- The California Department of Housing and Community Development (HCD) will conduct a review of San Francisco’s housing policies and practices to identify and remove barriers to the approval and construction of new housing. The review is the department’s first of a city’s housing processes.
- The cost of building housing in many U.S. cities has increased due to lengthy and complex municipal approval processes. San Francisco has the longest timeline in the state for advancing housing projects to construction and among the highest in housing and construction costs, the department said in a press release, Tuesday.
- “We are deeply concerned about processes and political decision-making in San Francisco that delay and impede the creation of housing and want to understand why this is the case,” said HCD Director Gustavo Velasquez in a statement. “We will be working with the city to identify and clear roadblocks to construction of all types of housing.”

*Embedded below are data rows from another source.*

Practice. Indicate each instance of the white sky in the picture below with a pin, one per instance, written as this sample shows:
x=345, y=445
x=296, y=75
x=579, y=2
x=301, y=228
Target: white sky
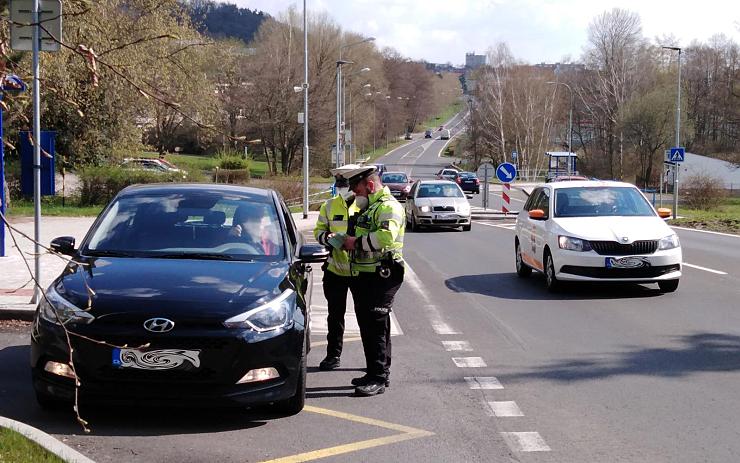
x=536, y=30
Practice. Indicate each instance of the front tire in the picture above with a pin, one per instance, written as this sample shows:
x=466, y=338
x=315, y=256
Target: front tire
x=551, y=281
x=296, y=403
x=523, y=270
x=668, y=286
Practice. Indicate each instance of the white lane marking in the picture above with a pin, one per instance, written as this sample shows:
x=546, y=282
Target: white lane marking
x=718, y=272
x=705, y=231
x=438, y=323
x=443, y=328
x=505, y=409
x=505, y=226
x=525, y=441
x=460, y=346
x=469, y=362
x=483, y=382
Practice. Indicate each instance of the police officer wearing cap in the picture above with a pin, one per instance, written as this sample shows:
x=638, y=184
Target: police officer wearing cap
x=336, y=220
x=376, y=254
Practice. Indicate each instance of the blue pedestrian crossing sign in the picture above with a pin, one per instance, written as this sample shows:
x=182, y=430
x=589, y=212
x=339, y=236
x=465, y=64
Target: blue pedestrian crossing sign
x=677, y=154
x=506, y=172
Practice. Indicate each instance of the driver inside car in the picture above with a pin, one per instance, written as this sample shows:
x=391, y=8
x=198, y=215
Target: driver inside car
x=252, y=225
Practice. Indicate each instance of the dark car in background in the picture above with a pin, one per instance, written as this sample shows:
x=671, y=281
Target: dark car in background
x=399, y=183
x=468, y=181
x=200, y=294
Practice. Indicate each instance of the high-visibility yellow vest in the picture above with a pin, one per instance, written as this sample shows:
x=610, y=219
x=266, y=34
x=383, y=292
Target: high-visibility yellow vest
x=334, y=216
x=379, y=231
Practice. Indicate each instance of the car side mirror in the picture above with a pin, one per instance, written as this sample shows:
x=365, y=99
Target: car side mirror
x=63, y=245
x=537, y=214
x=313, y=253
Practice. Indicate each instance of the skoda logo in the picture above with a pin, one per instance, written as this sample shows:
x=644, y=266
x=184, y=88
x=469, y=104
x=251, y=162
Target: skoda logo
x=159, y=325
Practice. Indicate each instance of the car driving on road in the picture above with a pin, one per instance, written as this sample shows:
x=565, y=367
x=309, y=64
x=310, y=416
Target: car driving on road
x=399, y=183
x=437, y=203
x=180, y=295
x=595, y=231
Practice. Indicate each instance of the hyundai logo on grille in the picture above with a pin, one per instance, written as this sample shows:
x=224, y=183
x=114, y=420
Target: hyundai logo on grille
x=159, y=325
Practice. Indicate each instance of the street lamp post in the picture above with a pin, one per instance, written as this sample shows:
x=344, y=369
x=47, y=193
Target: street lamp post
x=305, y=113
x=340, y=100
x=678, y=132
x=570, y=122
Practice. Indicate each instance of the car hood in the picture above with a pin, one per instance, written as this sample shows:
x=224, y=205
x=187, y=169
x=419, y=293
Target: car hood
x=457, y=202
x=192, y=289
x=614, y=228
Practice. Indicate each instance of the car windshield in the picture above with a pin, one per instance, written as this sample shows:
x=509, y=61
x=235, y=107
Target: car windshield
x=440, y=190
x=601, y=201
x=395, y=178
x=199, y=225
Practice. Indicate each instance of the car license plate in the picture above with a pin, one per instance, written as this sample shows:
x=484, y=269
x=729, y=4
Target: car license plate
x=156, y=359
x=627, y=262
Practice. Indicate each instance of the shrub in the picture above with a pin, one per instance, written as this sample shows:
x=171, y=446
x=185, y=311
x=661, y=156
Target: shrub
x=702, y=191
x=237, y=176
x=98, y=185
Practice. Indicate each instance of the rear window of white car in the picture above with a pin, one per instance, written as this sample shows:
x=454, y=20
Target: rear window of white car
x=600, y=201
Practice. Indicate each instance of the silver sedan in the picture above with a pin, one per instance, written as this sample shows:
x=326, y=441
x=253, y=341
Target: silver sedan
x=437, y=203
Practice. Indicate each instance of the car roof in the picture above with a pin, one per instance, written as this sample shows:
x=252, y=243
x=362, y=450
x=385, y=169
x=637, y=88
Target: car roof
x=589, y=183
x=194, y=187
x=437, y=182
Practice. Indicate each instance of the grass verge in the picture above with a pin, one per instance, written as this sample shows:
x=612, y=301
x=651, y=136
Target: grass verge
x=15, y=447
x=52, y=206
x=441, y=118
x=725, y=218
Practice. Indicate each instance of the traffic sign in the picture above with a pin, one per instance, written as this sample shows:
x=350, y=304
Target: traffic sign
x=677, y=154
x=506, y=172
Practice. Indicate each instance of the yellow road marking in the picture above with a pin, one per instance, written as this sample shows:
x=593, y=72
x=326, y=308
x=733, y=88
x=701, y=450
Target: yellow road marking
x=407, y=433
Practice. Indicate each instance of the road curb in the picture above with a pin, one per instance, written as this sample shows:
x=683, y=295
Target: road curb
x=46, y=441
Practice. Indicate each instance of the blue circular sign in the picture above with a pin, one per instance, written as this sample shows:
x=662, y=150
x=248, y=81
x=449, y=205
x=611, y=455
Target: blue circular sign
x=506, y=172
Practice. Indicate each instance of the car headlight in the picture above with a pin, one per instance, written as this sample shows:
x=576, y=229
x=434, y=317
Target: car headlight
x=270, y=316
x=669, y=242
x=573, y=244
x=56, y=309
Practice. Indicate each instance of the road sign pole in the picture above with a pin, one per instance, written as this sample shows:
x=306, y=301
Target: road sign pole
x=506, y=204
x=36, y=152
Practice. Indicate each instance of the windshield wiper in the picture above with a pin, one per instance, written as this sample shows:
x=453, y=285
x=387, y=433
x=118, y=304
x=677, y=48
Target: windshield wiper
x=194, y=255
x=107, y=253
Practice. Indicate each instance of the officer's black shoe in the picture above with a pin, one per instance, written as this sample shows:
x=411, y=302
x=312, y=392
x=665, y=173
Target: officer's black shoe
x=329, y=363
x=363, y=380
x=374, y=387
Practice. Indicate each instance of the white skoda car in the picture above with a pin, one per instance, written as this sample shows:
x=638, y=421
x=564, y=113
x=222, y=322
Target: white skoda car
x=596, y=231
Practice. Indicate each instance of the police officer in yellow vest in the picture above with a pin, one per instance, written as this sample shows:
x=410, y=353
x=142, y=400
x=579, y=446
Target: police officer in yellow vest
x=376, y=254
x=336, y=219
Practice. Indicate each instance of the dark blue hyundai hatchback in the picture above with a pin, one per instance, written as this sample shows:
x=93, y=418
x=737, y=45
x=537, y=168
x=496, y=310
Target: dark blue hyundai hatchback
x=180, y=295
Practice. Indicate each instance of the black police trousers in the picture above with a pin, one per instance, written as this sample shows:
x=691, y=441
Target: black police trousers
x=373, y=297
x=335, y=292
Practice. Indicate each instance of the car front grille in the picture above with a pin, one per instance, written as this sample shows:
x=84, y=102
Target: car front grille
x=607, y=273
x=612, y=248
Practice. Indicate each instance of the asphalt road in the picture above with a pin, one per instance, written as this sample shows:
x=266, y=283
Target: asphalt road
x=596, y=373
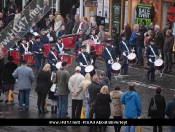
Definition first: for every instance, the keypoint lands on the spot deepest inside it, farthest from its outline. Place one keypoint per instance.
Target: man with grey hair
(159, 38)
(168, 50)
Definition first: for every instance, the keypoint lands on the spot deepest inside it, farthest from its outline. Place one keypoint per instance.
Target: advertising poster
(144, 14)
(100, 8)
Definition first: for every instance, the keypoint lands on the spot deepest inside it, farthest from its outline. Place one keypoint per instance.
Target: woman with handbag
(157, 108)
(103, 106)
(43, 86)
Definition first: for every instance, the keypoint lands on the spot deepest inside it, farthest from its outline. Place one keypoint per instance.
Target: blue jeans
(87, 109)
(108, 70)
(62, 105)
(21, 98)
(172, 128)
(130, 128)
(139, 52)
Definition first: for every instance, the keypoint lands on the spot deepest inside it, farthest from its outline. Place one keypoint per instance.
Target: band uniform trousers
(38, 59)
(108, 70)
(125, 63)
(76, 108)
(62, 105)
(151, 69)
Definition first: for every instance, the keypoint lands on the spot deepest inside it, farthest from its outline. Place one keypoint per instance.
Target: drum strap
(84, 58)
(54, 55)
(126, 46)
(152, 51)
(109, 53)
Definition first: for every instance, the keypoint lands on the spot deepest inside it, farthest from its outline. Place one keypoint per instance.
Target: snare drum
(46, 49)
(99, 48)
(116, 68)
(66, 58)
(69, 41)
(159, 64)
(131, 58)
(90, 46)
(16, 56)
(29, 58)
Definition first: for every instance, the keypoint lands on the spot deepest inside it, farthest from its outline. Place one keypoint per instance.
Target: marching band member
(109, 57)
(31, 42)
(124, 49)
(60, 46)
(38, 49)
(52, 58)
(151, 54)
(44, 40)
(93, 36)
(23, 48)
(77, 47)
(83, 59)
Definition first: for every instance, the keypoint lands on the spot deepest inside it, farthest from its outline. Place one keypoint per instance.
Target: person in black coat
(43, 87)
(7, 78)
(93, 89)
(103, 110)
(161, 105)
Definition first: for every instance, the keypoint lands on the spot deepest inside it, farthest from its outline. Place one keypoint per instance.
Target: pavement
(144, 88)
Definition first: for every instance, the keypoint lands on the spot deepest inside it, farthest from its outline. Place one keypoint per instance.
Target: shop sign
(144, 13)
(91, 4)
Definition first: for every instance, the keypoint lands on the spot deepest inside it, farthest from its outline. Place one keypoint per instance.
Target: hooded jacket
(132, 103)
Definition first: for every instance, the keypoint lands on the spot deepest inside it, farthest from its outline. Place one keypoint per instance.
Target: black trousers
(76, 108)
(102, 116)
(41, 101)
(117, 128)
(155, 128)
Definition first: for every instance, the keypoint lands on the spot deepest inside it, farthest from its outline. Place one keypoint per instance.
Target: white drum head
(131, 56)
(116, 66)
(58, 65)
(89, 68)
(158, 62)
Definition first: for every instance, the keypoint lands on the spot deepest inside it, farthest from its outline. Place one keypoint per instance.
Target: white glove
(150, 60)
(81, 64)
(109, 62)
(124, 54)
(92, 61)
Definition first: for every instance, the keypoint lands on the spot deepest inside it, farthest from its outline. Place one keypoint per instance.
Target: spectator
(77, 92)
(25, 78)
(57, 24)
(133, 107)
(170, 111)
(86, 82)
(76, 24)
(62, 78)
(103, 106)
(93, 90)
(103, 79)
(101, 34)
(117, 109)
(42, 87)
(168, 50)
(62, 32)
(160, 103)
(17, 17)
(94, 26)
(7, 78)
(168, 26)
(127, 31)
(159, 38)
(132, 40)
(69, 24)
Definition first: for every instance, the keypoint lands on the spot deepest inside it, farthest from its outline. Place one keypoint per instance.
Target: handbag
(153, 108)
(53, 88)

The housing crisis is especially prevalent in California, where a 2022 statewide housing plan found the state has a need for over 2.5 million additional homes. San Francisco is considered by estimates to be the most expensive place to live in the U.S. It is also falling far short of meeting its regional lower-and moderate-income housing goals, which include adding more than 82,000 housing units by 2031, HCD stated.
Experts say restrictive land-use and zoning policies and long and complex approval processes have made constructing new housing costly and difficult, contributing to the housing shortage.
Christopher Ptomey, executive director of the Terwilliger Center for Housing at the Urban Land Institute, said in an email that in U.S. cities, the processes to build housing can be “complex and complicated,” contributing to “enormous uncertainty,” a lot of time and higher costs, which can be even more expensive in an inflationary environment.
According to HCD, San Francisco’s policies are especially onerous.
The department said it has received more complaints about San Francisco’s policies than about any other local jurisdiction in the state. Seattle, which is comparable in size, approves housing construction at three times the rate of San Francisco, the department also noted in the announcement.
HCD, with the University of California, Berkeley Institute of Urban and Regional Development, will conduct “a comprehensive analysis” of San Francisco’s approval policies and practices over the next nine months, the department stated. The review will examine discretionary decision-making patterns that have caused long delays and identify barriers to the approval and development of housing for all income levels. The department also said if it finds policies and practices in violation of state housing laws, it will pursue those violations with the state attorney general’s office.
Experts agree that the state’s probe could make building more housing in the city more cost-efficient.
Ptomey said states and cities “should work together to streamline entitlement processes and limit development costs to enable the delivery of more housing units, particularly at rents and prices affordable to moderate- and lower-income households.”
Carl Gershenson, project director at The Eviction Lab at Princeton University, said he’s seen a lot of “great” housing development proposals in U.S. cities get scaled back in size or have their affordability component eliminated or reduced during a “grueling process” of community meetings and zoning and architectural review board meetings.
“I think that our city governments make it harder and it reduces the amount of housing available and it drives up the cost to build,” he said.